Two values in particular deserve a brief comment. Gorman cites the Canadian Library Association's intellectual freedom statement as "one of the best statements" to ensure that citizens in a free society are able to read and see whatever they wish. He does not discuss academic freedom and it is important to note that the two are not synonymous. Given the number of recent cases in Canada that infringe upon or deny academic freedom, the rights of faculty members and librarians to academic freedom in teaching, research, publishing, in collection development and in freedom from institutional censorship demand our attention.

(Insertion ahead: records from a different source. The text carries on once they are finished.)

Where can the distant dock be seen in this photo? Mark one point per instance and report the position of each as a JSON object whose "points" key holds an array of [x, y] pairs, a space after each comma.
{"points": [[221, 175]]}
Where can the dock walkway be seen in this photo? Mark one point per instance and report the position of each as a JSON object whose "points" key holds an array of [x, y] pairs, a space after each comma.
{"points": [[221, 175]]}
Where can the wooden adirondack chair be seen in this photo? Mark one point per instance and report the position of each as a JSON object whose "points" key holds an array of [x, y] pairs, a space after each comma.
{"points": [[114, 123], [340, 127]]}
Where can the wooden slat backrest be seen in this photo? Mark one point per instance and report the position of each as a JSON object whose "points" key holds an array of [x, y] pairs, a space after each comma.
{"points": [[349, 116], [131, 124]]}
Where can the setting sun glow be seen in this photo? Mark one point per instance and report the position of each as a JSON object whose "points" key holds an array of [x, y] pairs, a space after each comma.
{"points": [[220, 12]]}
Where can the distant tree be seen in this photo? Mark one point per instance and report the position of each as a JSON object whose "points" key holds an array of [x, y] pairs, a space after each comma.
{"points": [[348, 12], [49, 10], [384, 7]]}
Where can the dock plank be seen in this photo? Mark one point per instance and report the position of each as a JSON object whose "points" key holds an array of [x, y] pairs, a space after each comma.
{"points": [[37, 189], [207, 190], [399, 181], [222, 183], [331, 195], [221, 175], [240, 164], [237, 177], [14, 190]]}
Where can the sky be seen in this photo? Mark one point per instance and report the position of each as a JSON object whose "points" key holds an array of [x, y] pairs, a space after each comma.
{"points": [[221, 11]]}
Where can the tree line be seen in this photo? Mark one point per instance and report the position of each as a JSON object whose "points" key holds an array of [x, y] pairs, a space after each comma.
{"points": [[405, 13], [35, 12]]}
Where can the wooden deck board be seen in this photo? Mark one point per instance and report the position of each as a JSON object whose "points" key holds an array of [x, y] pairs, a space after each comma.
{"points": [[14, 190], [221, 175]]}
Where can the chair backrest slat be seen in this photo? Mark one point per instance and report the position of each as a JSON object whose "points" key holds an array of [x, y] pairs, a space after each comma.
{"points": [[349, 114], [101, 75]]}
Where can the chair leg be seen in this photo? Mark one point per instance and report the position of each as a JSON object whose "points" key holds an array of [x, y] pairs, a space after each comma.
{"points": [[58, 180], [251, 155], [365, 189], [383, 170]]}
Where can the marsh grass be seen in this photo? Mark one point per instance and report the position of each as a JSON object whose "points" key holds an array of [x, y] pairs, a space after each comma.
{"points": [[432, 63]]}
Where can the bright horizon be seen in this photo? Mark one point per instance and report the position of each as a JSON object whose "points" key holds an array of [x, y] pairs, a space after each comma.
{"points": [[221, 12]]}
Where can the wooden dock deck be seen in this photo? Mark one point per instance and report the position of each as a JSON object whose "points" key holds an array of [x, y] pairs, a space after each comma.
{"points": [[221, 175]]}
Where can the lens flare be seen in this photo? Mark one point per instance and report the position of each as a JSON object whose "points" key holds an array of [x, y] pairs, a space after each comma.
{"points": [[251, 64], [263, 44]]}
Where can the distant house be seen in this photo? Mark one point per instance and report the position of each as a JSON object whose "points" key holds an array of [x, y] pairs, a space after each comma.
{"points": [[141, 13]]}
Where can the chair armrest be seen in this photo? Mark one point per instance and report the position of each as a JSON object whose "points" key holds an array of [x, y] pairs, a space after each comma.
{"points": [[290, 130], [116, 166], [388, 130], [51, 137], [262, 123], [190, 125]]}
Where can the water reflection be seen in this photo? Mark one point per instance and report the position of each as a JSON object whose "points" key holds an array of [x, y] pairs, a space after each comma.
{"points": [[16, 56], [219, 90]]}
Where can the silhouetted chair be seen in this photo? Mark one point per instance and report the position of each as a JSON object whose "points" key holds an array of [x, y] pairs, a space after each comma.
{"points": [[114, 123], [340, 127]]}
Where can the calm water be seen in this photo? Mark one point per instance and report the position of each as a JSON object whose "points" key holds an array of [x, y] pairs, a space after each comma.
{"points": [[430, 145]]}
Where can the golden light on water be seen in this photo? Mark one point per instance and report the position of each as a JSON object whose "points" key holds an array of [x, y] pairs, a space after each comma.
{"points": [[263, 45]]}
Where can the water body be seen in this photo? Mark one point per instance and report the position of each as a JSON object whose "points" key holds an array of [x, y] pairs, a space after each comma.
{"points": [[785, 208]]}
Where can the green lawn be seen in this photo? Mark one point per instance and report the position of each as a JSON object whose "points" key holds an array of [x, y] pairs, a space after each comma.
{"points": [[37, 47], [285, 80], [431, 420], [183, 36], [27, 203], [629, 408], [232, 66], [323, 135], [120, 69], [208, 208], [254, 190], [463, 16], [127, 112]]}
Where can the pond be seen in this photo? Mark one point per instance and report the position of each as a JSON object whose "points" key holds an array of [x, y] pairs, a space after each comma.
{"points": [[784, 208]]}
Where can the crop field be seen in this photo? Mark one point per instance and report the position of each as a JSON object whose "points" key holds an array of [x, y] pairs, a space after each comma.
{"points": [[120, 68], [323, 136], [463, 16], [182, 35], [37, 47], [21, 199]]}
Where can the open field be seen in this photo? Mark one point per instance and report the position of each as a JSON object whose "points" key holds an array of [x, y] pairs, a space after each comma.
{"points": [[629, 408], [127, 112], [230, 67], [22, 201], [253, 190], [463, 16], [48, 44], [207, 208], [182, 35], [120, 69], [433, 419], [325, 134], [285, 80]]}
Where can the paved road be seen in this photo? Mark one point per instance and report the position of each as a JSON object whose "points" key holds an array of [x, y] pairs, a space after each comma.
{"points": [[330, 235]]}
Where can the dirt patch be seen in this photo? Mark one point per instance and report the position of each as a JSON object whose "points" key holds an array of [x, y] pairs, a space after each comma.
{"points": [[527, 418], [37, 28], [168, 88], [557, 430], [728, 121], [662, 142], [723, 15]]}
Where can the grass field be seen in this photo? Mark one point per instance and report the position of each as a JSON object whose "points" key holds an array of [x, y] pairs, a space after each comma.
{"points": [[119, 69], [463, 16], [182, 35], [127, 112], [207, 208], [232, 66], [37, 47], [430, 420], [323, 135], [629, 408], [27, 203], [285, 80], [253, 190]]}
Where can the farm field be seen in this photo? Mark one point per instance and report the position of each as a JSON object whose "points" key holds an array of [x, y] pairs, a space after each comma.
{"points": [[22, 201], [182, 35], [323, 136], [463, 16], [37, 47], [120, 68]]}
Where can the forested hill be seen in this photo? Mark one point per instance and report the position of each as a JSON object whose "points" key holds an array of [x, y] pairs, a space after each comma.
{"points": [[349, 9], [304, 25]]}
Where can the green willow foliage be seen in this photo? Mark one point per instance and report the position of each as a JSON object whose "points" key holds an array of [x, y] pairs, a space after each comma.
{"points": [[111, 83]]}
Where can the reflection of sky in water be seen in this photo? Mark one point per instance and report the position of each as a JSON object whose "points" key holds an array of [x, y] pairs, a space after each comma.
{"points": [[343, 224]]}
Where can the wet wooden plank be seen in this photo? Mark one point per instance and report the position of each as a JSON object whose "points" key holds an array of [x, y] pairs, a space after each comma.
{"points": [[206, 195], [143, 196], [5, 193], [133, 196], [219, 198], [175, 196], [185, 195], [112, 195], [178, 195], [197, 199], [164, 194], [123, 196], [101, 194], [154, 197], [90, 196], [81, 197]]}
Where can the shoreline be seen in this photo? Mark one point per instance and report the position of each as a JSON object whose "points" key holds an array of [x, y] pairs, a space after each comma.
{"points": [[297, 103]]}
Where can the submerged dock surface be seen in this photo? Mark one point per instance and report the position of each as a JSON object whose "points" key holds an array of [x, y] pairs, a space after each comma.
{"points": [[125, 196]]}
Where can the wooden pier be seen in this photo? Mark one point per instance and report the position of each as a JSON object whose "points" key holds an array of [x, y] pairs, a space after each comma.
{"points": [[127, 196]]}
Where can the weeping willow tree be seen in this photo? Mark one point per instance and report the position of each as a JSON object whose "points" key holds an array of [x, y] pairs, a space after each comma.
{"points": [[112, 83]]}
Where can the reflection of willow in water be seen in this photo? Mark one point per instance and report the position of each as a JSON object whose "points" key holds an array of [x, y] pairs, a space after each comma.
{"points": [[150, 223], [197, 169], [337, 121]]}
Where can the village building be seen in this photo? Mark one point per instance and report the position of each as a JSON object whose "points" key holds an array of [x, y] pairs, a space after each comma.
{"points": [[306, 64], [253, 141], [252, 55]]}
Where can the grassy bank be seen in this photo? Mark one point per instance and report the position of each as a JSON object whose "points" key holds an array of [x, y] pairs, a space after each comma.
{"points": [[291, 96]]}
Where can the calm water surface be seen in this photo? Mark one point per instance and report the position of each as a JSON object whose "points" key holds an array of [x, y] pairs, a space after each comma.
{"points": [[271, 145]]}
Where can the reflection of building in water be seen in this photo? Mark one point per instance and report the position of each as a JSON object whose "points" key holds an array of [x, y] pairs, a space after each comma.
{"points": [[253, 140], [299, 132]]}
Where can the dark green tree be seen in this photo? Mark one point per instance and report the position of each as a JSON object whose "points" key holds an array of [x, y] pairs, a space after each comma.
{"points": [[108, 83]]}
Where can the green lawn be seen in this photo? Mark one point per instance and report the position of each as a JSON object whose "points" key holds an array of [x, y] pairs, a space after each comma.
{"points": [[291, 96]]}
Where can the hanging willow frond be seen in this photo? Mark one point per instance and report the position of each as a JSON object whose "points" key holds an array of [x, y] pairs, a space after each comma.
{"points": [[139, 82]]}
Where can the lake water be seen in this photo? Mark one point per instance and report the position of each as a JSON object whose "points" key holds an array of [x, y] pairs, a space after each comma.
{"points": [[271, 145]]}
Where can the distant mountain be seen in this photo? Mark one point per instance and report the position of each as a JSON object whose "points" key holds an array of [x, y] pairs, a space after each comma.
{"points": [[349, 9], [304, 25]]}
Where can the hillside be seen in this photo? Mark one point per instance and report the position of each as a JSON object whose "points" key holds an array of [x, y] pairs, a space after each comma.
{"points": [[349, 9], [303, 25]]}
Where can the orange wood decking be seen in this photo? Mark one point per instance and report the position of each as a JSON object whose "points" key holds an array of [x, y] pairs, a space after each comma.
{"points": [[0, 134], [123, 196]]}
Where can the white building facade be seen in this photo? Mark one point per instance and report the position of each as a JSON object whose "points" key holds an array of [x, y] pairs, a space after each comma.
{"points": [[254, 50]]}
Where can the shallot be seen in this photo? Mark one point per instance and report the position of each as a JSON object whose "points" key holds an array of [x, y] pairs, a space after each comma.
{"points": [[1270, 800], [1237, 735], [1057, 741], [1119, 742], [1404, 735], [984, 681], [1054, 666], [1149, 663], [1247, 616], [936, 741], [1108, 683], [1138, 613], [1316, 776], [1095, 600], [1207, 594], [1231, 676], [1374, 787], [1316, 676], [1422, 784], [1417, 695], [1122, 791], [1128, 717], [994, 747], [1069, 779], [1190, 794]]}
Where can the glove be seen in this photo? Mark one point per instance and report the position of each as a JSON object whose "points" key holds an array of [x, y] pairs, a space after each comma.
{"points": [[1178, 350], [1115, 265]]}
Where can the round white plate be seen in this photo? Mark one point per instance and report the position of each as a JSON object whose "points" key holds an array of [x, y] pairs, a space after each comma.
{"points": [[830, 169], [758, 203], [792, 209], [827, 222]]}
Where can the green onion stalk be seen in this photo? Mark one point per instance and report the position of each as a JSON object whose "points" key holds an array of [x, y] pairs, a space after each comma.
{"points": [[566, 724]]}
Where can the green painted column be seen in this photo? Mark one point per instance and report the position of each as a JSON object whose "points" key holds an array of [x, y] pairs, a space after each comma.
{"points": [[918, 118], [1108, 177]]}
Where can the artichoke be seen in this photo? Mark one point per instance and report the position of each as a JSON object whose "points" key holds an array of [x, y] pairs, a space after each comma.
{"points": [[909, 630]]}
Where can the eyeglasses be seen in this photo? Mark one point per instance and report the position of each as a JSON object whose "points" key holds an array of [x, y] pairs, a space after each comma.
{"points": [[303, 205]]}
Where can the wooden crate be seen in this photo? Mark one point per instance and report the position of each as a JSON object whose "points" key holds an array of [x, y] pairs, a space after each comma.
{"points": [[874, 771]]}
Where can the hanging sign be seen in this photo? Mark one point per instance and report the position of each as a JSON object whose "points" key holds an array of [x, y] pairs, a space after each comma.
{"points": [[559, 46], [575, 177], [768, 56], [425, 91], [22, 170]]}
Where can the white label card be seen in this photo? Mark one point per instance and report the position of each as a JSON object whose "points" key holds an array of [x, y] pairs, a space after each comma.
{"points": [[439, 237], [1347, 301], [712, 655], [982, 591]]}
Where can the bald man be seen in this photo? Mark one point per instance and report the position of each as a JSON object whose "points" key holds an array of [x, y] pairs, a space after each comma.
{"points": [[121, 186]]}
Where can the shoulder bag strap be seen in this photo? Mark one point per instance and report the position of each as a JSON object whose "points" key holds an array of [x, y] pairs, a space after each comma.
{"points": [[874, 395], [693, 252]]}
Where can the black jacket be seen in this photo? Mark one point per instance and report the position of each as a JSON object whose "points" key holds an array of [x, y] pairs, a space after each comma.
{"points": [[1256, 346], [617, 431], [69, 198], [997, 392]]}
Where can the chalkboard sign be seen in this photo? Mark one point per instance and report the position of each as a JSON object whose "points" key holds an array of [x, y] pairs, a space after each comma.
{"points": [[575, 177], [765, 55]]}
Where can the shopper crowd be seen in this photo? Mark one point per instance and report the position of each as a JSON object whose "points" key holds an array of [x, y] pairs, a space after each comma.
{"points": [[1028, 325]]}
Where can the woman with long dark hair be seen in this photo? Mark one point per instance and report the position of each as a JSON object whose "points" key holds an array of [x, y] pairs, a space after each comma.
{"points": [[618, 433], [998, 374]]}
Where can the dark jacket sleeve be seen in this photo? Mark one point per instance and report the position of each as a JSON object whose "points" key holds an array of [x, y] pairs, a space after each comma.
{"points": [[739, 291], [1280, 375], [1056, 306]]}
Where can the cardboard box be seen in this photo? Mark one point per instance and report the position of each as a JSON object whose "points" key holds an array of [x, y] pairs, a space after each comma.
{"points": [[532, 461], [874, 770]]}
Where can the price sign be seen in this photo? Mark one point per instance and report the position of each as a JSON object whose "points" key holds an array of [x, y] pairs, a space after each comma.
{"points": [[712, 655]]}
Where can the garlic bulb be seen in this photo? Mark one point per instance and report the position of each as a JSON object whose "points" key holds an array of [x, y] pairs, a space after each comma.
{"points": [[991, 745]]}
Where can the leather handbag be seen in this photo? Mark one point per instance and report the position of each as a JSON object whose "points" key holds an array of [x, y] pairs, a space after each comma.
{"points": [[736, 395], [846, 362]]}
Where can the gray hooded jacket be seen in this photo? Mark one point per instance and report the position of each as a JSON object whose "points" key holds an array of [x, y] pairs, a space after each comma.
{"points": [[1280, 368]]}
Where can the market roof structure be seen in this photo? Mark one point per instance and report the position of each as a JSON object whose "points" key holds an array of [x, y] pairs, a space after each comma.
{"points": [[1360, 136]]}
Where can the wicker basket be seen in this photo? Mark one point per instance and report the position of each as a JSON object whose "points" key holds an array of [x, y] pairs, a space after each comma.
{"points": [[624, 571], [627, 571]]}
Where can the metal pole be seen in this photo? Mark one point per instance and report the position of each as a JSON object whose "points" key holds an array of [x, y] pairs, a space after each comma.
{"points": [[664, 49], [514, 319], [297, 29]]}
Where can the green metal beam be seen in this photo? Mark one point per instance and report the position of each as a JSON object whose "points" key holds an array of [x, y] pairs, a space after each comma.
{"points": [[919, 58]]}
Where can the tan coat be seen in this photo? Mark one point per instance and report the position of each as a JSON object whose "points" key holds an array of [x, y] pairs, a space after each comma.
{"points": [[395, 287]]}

New service initiatives that are, or could be, predicated on ongoing profiles of both staff and patrons, such as virtual reference and "mylibrary," demand renewed attention to the privacy issues. In the aftermath of Sept. 11 there were seizures of library computers in the United States and the passage of antiterrorism acts, both in Canada and the U.S. These actions underline the fragility of civil freedoms.

Gorman's stated purpose for his book is "to illuminate and re-create the underpinnings of our profession to, at least, provide a framework for discussion and, at best, be a broad plan with which we may all proceed." On the first point, this publication is a success. One could (and should) join in the debate and argue the relative merits of the eight values. One could ask whether other values should have been included - professional neutrality, for example. It might be argued that the chosen values display a Western bias and that librarians from elsewhere around the world would not necessarily agree with all of them. Might there be significant differences in how they would be ranked and, more importantly, implemented?

As for offering a broad plan, the book is less successful. Gorman calls upon us to keep faith, but it is not always clear how this renewed appreciation will be effected. Some of the suggestions seem to be in the more-of-the-same category. With respect to stewardship, for example, he suggests we preserve everything we can that is "significant" and do good work and earn the trust and respect of the communities we serve. Regarding literacy, he writes that we should not regress, and emphasizes that the sustained reading of texts is important to all of us. In the final analysis librarians will continue to perform and supervise core functions - select, acquire, organize, provide access, preserve and conserve, assist library users, instruct library users, administer and manage the library infrastructure. And Gorman is right in this regard - the virtual academic library and the traditional academic library will be one and the same, and the spectral reference librarian will also be the print/electronic collection development librarian (or perhaps the systems librarian). And the discussion of those values articulated by Gorman, whether they are in print or PDF, will continue to inform all of our professional work.

Kent Weaver is Manager, Systems Operations, at the U of T Library and a member of CAUT's Librarians Committee.